This work addresses the core challenge in low-data personalization for LLM agents—minimizing user data disclosure while preserving task utility—under realistic structural constraints (e.g., logical dependencies, class quotas, hierarchical rules) that violate standard subset selection assumptions. Method: We formally model these constraints as a laminar matroid, enabling theoretically grounded submodular maximization with a guaranteed (1−1/e) approximation ratio. Our approach integrates knowledge graph compilation, macro-facet abstraction, and continuous greedy optimization to efficiently identify the minimal sufficient personalized dataset under matroid constraints. Contribution/Results: Experiments demonstrate substantial reduction in user data disclosure while maintaining high task utility. To our knowledge, this is the first framework for LLM personalization that provides both theoretical rigor—via structured constraint formalization—and practical efficacy, establishing a novel paradigm for privacy-sensitive, constraint-aware personalization.

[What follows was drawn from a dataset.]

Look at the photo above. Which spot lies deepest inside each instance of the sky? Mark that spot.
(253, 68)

Personalizing Large Language Model (LLM) agents requires conditioning them on user-specific data, creating a critical trade-off between task utility and data disclosure. While the utility of adding user data often exhibits diminishing returns (i.e., submodularity), enabling near-optimal greedy selection, real-world personalization is complicated by structural constraints. These include logical dependencies (e.g., selecting fact A requires fact B), categorical quotas (e.g., select at most one writing style), and hierarchical rules (e.g., select at most two social media preferences, of which at most one can be for a professional network). These constraints violate the assumptions of standard subset selection algorithms. We propose a principled method to formally model such constraints. We introduce a compilation process that transforms a user's knowledge graph with dependencies into a set of abstract macro-facets. Our central result is a proof that common hierarchical and quota-based constraints over these macro-facets form a valid laminar matroid. This theoretical characterization lets us cast structured personalization as submodular maximization under a matroid constraint, enabling greedy with constant-factor guarantees (and (1-1/e) via continuous greedy) for a much richer and more realistic class of problems.